First up, Beth Singler (Faraday Institute for Science and Religion / Centre for the Future of Intelligence) considered the influence of current dominant narratives around AI.

Her talk was on the topic of “Prophecy or Prediction? Artificial Intelligence and Imagining the Future”
The stories that we tell ourselves about artificial intelligence influence the development of the technology itself. This talk will consider the influence of current dominant narratives – shared through the press and through media such as television, film, and memes – and how those stories can present as prediction while containing elements of prophetic judgement within them. The role of specific charismatic voices such as Ray Kurzweil, the “Prophet of Both Techno-Doom and Techno-Salvation” (Motherboard 2011) in perpetuating and shaping accounts of the future will also be considered, as well as the purpose of such accounts. How such eschatological or apocalyptic accounts affect individuals will also be addressed, with reference to accounts of anxiety and fear, along with how far future stories and imagery might serve to prevent public engagement with more near future issues.

Dr Beth Singler is the Research Associate on the “Human Identity in an age of Nearly-Human Machines” project at the Faraday Institute for Science and Religion. She is exploring the social, ethical, philosophical and religious implications of advances in Artificial Intelligence and robotics. As a part of the project she is producing a series of short documentaries, including Pain in the Machine, which won the 2017 AHRC Best Research Film of the Year Award. Beth is also an Associate Research Fellow at the Leverhulme Centre for the Future of Intelligence, collaborating on a project on AI Narratives.

The second speaker was Matthew Crosby, a postdoc at Imperial working on the Kinds of Intelligence project as part of the Leverhulme Centre for the Future of Intelligence. He is interested in the relationship between different forms of intelligence (especially artificial), and consciousness. He maintains a blog on consciousness and the future of intelligence at mdcrosby.com/blog, where you can also find more information about his work.

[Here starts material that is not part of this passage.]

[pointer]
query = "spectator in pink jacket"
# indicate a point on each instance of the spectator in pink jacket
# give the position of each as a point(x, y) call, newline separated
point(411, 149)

He discussed “AI Suffering”
AI has the potential to change human lives for better and for worse. This is a general property of technological advances, which have previously brought greater (technological) power, and, with that, greater (moral) responsibility. What is different about AI, however, is the possibility of creating sentient entities, for which we may be morally responsible. By creating such entities, we risk increasing the amount of suffering in the world – not for us, but for them. Thomas Metzinger has called for a moratorium on any AI research that could result in AI entities that suffer. However, it is not clear exactly which research constitutes a risk. Metzinger focuses on research into conscious AI. I believe this is too narrow. In this talk I will argue that all progress in AI is progress towards creating entities with a capacity for suffering. AI suffering may be inevitable. It may also be a moral necessity.